In the 2030 Agenda, the international community has committed itself to the goal of, by 2030, reducing the transaction costs of cash transfers to less than three per cent of the amount transferred and eliminating remittance corridors with costs higher than five per cent (Target 10.c). Germany is one of the countries which have set themselves the goal, as part of the Global Compact for Migration, of creating possibilities for quicker, safer and cheaper cash transfers and of fostering the financial inclusion of migrants and their families (objective 20).

German activities

In order to achieve these goals, encourage an exchange between relevant actors and work together with its partners on finding solutions, the BMZ is engaged in these and in other relevant international fora and processes. They include the G20 Global Partnership for Financial Inclusion (GPFI) and the Global Forum on Remittances, Investments and Development (GFRID).

In addition, the BMZ specifically promotes innovations which make remittances safer, faster and more affordable. In 2021, as part of the Migration & Diaspora programme, support was provided through a so-called RemTech Pilot Accelerator for start-ups in and from remittance receiving countries focused on solutions to help reduce costs, improve transparency and speed-up transfers.

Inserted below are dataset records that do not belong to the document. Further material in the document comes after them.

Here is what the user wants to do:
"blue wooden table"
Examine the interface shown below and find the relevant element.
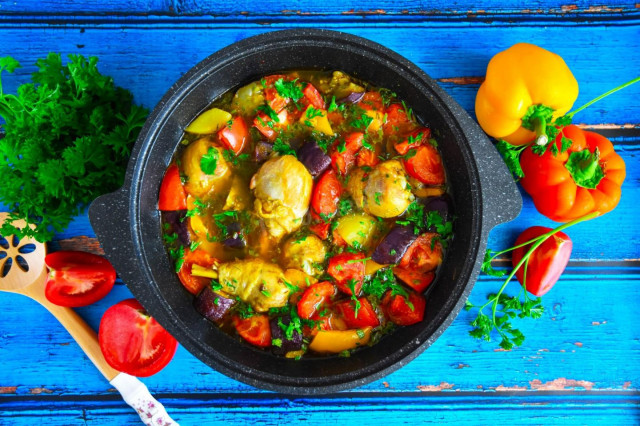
[0,0,640,425]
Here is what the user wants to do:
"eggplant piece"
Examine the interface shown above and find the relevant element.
[298,141,331,178]
[193,286,236,322]
[338,92,365,104]
[371,226,418,265]
[162,210,191,247]
[421,194,453,232]
[253,142,273,163]
[269,315,302,355]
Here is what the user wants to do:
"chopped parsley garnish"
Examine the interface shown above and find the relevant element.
[200,147,219,175]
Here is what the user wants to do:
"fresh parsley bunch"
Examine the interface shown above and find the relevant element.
[0,53,147,242]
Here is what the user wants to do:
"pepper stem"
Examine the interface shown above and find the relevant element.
[566,77,640,118]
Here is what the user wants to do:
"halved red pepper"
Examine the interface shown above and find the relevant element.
[327,253,365,296]
[382,291,427,325]
[298,281,336,319]
[158,164,187,211]
[218,116,249,155]
[335,297,380,328]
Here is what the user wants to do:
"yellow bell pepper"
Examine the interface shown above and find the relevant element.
[309,327,371,354]
[476,43,578,145]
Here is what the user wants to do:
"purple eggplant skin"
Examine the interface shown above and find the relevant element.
[338,92,365,104]
[253,142,273,163]
[297,141,331,178]
[421,194,453,232]
[162,210,191,247]
[371,226,418,265]
[193,286,236,323]
[269,315,302,355]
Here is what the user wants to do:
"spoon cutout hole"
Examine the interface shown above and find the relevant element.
[0,258,13,278]
[18,244,36,254]
[16,255,29,272]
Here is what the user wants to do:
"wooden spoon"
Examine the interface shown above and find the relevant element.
[0,213,177,425]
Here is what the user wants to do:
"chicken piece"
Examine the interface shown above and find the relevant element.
[250,155,313,238]
[182,138,232,198]
[282,234,327,276]
[363,160,414,217]
[218,258,289,312]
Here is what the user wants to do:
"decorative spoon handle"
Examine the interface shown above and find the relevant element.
[109,373,179,426]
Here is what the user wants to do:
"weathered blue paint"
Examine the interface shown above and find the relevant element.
[0,0,640,425]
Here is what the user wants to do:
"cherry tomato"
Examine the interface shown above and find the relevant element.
[327,253,365,296]
[335,297,380,328]
[311,169,342,220]
[302,83,325,109]
[98,299,178,377]
[178,248,216,295]
[44,251,116,308]
[158,164,187,211]
[511,226,573,296]
[298,281,336,319]
[403,143,444,185]
[382,291,427,325]
[233,315,271,348]
[218,116,249,155]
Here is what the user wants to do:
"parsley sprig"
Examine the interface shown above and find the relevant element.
[465,212,599,350]
[0,53,147,242]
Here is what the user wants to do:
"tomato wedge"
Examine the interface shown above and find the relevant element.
[382,291,427,325]
[178,248,216,295]
[512,226,573,296]
[327,253,365,296]
[218,116,249,155]
[311,169,342,220]
[298,281,336,319]
[158,164,187,211]
[233,315,271,348]
[98,299,178,377]
[335,297,380,328]
[403,144,445,185]
[44,251,116,308]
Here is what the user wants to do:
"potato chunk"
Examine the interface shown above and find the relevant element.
[250,155,313,238]
[218,259,289,312]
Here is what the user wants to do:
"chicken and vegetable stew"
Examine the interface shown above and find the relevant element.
[158,71,453,359]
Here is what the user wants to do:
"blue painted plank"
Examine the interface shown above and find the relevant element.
[0,267,640,395]
[0,25,640,125]
[0,0,637,16]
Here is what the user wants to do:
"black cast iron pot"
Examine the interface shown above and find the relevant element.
[89,29,522,394]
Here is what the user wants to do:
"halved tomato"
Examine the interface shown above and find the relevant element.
[44,251,116,308]
[98,299,178,377]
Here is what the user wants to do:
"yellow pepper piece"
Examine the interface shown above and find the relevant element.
[184,108,232,135]
[299,105,333,136]
[309,327,371,354]
[476,43,578,145]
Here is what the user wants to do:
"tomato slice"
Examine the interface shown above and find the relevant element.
[178,248,216,295]
[335,297,380,329]
[311,169,342,220]
[218,116,249,155]
[512,226,573,296]
[233,315,271,348]
[403,144,444,185]
[398,232,442,272]
[44,251,116,308]
[302,83,326,109]
[382,291,427,325]
[327,253,365,296]
[298,281,336,319]
[98,299,178,377]
[158,164,187,211]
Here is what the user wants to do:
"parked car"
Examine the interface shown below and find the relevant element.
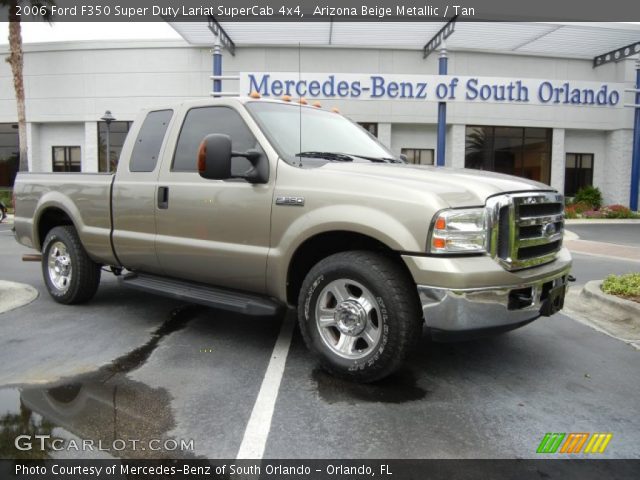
[14,98,571,381]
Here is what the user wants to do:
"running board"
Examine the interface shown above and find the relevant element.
[118,273,283,316]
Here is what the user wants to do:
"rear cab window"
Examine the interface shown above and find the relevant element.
[129,110,173,172]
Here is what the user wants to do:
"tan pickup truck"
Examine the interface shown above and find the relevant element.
[15,98,571,381]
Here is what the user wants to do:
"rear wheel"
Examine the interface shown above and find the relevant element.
[298,251,422,382]
[42,225,100,304]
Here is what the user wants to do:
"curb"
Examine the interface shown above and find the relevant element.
[566,280,640,349]
[564,218,640,225]
[0,280,38,314]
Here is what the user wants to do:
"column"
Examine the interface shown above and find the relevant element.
[378,123,392,150]
[82,122,98,172]
[446,125,466,168]
[551,128,567,194]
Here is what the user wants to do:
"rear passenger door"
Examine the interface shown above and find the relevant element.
[156,106,275,293]
[112,110,173,274]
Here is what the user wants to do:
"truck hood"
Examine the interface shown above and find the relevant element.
[319,162,553,207]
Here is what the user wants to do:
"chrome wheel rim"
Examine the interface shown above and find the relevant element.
[47,242,73,293]
[315,278,382,360]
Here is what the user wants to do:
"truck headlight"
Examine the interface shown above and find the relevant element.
[428,208,487,253]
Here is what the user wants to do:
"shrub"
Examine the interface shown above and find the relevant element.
[602,273,640,299]
[571,202,593,214]
[564,205,578,218]
[602,205,635,218]
[575,187,602,210]
[582,210,605,218]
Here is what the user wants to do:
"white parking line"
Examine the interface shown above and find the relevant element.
[236,312,296,460]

Complementing this support, the BMZ is also assisting partner countries with the development of sustainable finance systems, for instance by advising central banks and by offering financial literacy programmes.

In Jordan, for example, the BMZ has been supporting a project (Digi#ances) since 2015 which facilitates making money transfers by mobile phone. Digi#ances advises the Jordanian central bank, cooperates closely with the private sector and carries out information campaigns and training courses for Syrian refugees and local people. As part of a co-financing agreement with the Swiss Agency for Development and Cooperation (SDC), an additional component has been added to this project which is focused on the financial inclusion and resilience of migrant workers in the Jordanian textile sector. In addition, an e-learning product called Remittances Online Toolkit is also being piloted under the Migration & Diaspora programme. To start with, the Toolkit will be on offer only in Ghana, Kosovo and Jordan.

Furthermore, the BMZ creates incentives to mobilise remittances for sustainable investment in its partner countries. For instance, the contribution made by remittances from the African diaspora in Europe towards strengthening companies in the informal sector in Cameroon, Ethiopia, Ghana, Kenya, Togo and Tunisia has been increased via the platform (External link).
In addition, the BMZ works to get more consideration given to gender-specific inequalities in relation to the sending or receiving of remittances.

Any activities undertaken by the BMZ in this context are fundamentally aimed only towards facilitating remittances that are the senders’ and receivers’ private money. Remittances cannot replace funding in the form of official development assistance. However, development policy can support the contribution remittances make to sustainable development by helping to devise ways to optimise their use and by facilitating transfers.